He had a new injury setback when manager Arsène Wenger reported that the Achilles tendon problem would keep him out of action for an unforeseeable time. On 17 March 2011, Wenger confirmed that Vermaelen would miss the remainder of the season with a new injury setback, but on 26 April, Vermaelen played 90 minutes in his first competitive game after eight months in a reserves game against Manchester United at Old Trafford on 28 April. On 8 May, he was included in Arsenal's 18-man squad travelling to Stoke City at the Britannia Stadium. However, Vermaelen was an unused substitute, but on 15 May, he finally returned in Arsenal's 2–1 defeat to Aston Villa and played the full 90 minutes.

====2011–12 season====
Following Cesc Fàbregas' transfer to Barcelona in August 2011, Vermaelen was named vice-captain of Arsenal, with Robin van Persie named captain. On 6 September 2011, Vermaelen had treatment on his Achilles tendon which ruled him out for six weeks. On 18 October 2011, he signed a contract extension to keep him at the club for an additional four years. He made his long-awaited return against Bolton Wanderers in the fourth round of the League Cup, where he captained the side to a 2–1 victory at the Emirates Stadium. He suffered a suspected calf injury in the 84th minute, but to Arsenal's relief, he stated in the post-match interview it was just a cramp. On 1 November, Vermaelen started his first UEFA Champions League game in three months against Marseille and played a key role in helping keep a clean sheet for the Gunners in which the game ended 0–0.

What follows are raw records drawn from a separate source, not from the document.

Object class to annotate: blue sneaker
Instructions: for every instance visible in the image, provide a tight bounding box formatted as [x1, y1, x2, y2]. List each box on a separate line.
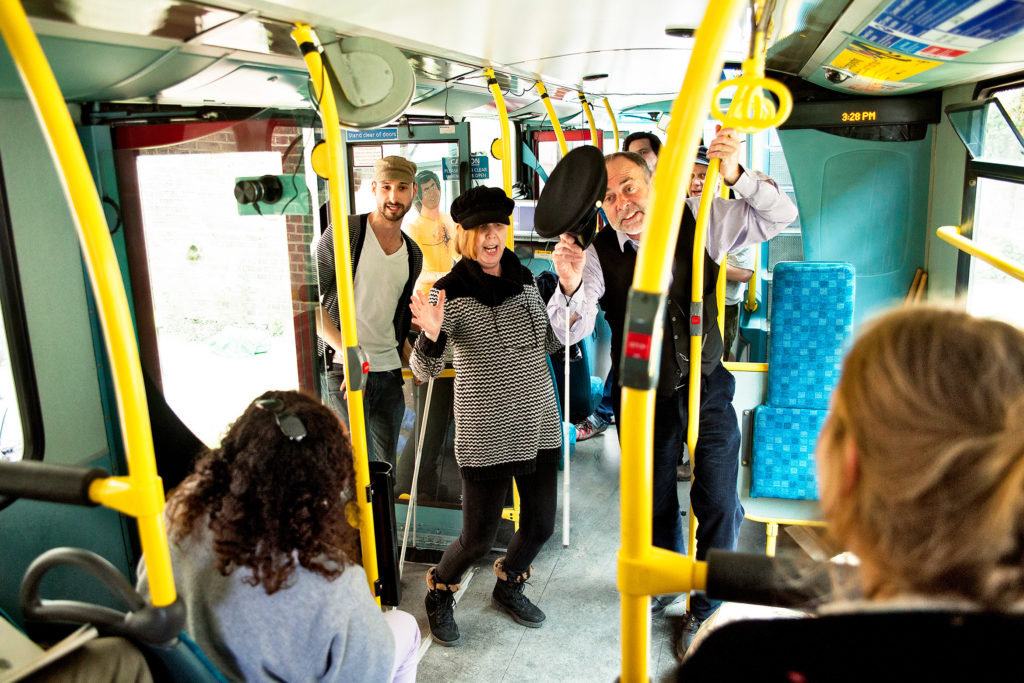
[575, 415, 608, 441]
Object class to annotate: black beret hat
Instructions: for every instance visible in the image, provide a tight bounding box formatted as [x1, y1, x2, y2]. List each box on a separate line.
[452, 185, 515, 230]
[534, 144, 608, 248]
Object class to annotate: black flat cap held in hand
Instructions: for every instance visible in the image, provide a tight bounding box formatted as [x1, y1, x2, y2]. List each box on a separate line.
[534, 144, 608, 249]
[452, 185, 515, 230]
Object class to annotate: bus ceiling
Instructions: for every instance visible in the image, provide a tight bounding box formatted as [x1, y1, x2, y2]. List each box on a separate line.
[6, 0, 1024, 119]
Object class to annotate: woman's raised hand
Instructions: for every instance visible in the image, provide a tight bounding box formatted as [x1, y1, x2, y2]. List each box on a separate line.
[409, 290, 444, 341]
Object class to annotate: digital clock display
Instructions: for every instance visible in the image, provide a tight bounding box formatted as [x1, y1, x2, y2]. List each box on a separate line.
[843, 110, 879, 123]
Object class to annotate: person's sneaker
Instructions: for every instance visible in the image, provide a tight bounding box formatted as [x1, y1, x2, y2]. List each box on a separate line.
[676, 460, 693, 481]
[575, 415, 608, 442]
[676, 612, 703, 661]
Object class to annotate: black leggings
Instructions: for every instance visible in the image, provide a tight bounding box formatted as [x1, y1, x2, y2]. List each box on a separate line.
[434, 462, 558, 584]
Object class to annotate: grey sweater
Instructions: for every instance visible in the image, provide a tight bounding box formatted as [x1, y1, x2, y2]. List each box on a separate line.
[138, 522, 394, 682]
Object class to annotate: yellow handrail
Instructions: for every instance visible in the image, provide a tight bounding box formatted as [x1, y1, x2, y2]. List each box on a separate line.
[0, 0, 177, 607]
[479, 69, 515, 249]
[292, 24, 380, 604]
[743, 246, 761, 313]
[617, 0, 746, 683]
[577, 90, 601, 150]
[604, 97, 618, 152]
[537, 81, 569, 157]
[935, 225, 1024, 282]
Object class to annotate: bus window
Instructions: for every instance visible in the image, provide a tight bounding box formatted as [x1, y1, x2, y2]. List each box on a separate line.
[967, 178, 1024, 327]
[967, 87, 1024, 327]
[0, 155, 43, 464]
[122, 122, 316, 445]
[0, 316, 25, 463]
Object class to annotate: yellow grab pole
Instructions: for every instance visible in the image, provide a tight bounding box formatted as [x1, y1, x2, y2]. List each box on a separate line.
[577, 90, 601, 150]
[743, 245, 761, 313]
[0, 0, 177, 607]
[617, 0, 746, 683]
[604, 97, 618, 152]
[292, 24, 380, 604]
[483, 69, 515, 249]
[937, 225, 1024, 287]
[715, 182, 729, 350]
[537, 81, 569, 157]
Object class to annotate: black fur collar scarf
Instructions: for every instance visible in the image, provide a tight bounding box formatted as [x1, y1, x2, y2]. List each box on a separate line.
[434, 248, 534, 306]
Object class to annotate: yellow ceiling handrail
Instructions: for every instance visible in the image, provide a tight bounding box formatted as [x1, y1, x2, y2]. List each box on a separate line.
[577, 90, 601, 150]
[292, 24, 380, 604]
[0, 0, 177, 607]
[935, 225, 1024, 282]
[479, 69, 515, 249]
[604, 97, 618, 152]
[537, 81, 569, 157]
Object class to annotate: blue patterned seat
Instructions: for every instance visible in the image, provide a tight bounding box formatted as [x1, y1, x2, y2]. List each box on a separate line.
[751, 262, 854, 501]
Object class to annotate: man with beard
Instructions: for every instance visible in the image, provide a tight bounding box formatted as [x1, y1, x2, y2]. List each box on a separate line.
[316, 157, 423, 467]
[548, 129, 797, 651]
[408, 171, 456, 296]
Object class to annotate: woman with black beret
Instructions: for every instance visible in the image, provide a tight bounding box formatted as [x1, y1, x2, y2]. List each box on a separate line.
[410, 187, 562, 645]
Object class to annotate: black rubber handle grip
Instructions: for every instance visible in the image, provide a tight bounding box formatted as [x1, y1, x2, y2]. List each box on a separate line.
[706, 549, 856, 609]
[0, 460, 110, 506]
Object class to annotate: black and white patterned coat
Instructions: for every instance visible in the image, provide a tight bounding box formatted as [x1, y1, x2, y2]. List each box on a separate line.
[410, 249, 562, 480]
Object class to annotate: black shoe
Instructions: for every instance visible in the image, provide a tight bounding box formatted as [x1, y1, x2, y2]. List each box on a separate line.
[424, 567, 462, 647]
[650, 593, 680, 616]
[676, 612, 703, 661]
[490, 557, 547, 629]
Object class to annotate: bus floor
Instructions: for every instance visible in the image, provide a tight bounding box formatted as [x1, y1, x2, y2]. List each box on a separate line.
[400, 427, 790, 683]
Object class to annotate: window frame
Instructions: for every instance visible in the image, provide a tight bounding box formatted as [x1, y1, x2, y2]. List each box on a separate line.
[955, 74, 1024, 299]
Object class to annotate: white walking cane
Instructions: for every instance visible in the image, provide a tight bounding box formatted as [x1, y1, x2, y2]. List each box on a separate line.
[562, 301, 571, 548]
[398, 377, 434, 580]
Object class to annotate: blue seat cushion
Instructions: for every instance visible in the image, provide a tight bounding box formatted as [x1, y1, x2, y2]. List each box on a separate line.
[767, 262, 855, 410]
[751, 405, 827, 501]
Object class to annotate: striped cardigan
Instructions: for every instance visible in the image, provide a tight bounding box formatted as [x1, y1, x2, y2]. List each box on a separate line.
[411, 249, 562, 480]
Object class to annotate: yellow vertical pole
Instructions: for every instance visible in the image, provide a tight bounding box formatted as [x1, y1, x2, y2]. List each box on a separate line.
[292, 24, 380, 604]
[604, 97, 618, 152]
[618, 0, 746, 683]
[483, 69, 515, 249]
[483, 69, 519, 530]
[577, 90, 601, 150]
[0, 0, 177, 607]
[537, 81, 569, 157]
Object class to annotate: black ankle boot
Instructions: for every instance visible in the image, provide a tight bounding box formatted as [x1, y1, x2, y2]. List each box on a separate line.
[490, 557, 546, 629]
[424, 567, 462, 647]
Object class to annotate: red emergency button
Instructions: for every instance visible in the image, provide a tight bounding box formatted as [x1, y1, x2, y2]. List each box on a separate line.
[626, 332, 651, 360]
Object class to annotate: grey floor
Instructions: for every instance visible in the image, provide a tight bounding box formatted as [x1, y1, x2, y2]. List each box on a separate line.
[400, 427, 782, 682]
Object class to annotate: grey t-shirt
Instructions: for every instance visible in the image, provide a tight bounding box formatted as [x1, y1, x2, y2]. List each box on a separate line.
[138, 520, 394, 683]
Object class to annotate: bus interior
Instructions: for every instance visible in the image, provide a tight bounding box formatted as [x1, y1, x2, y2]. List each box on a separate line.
[0, 0, 1024, 681]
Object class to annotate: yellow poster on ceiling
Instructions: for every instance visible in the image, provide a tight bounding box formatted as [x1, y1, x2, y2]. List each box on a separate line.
[829, 41, 942, 82]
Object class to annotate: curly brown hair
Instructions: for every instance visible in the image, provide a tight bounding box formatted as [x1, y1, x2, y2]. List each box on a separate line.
[167, 391, 359, 594]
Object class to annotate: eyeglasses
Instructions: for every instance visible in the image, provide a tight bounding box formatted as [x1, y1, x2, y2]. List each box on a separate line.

Vermaelen scored Arsenal's second goal in their 3–0 win over West Bromwich Albion on 5 November. He also featured in the 1–1 draw with Fulham on 26 November, when he scored a 65th minute own-goal but salvaged a point with an 82nd-minute equaliser for Arsenal. On 3 December, Vermaelen scored the second goal against Wigan to win the match 4–0.
On 12 March 2012, Vermaelen scored the winner in the 95th minute against Newcastle United. He had run the entire length of the pitch to score a half-volley from Theo Walcott's cross. In the following game, he converted a Robin van Persie corner, heading home Arsenal's only goal in a 0–1 victory over Everton at Goodison Park. On 16 April 2012, he headed home a Tomáš Rosický cross against Wigan to reduce the deficit to 1–2, with Wigan having taken a two-goal lead at the Emirates. However, the scoreline finished the same. Manager Arsène Wenger has called him a defensive rock and his partnership with Laurent Koscielny is strong, enabling Arsenal to build from the back.

====2012–13 season====
In August 2012, Vermaelen was announced as Arsenal's new captain, replacing Robin van Persie upon his departure to Manchester United.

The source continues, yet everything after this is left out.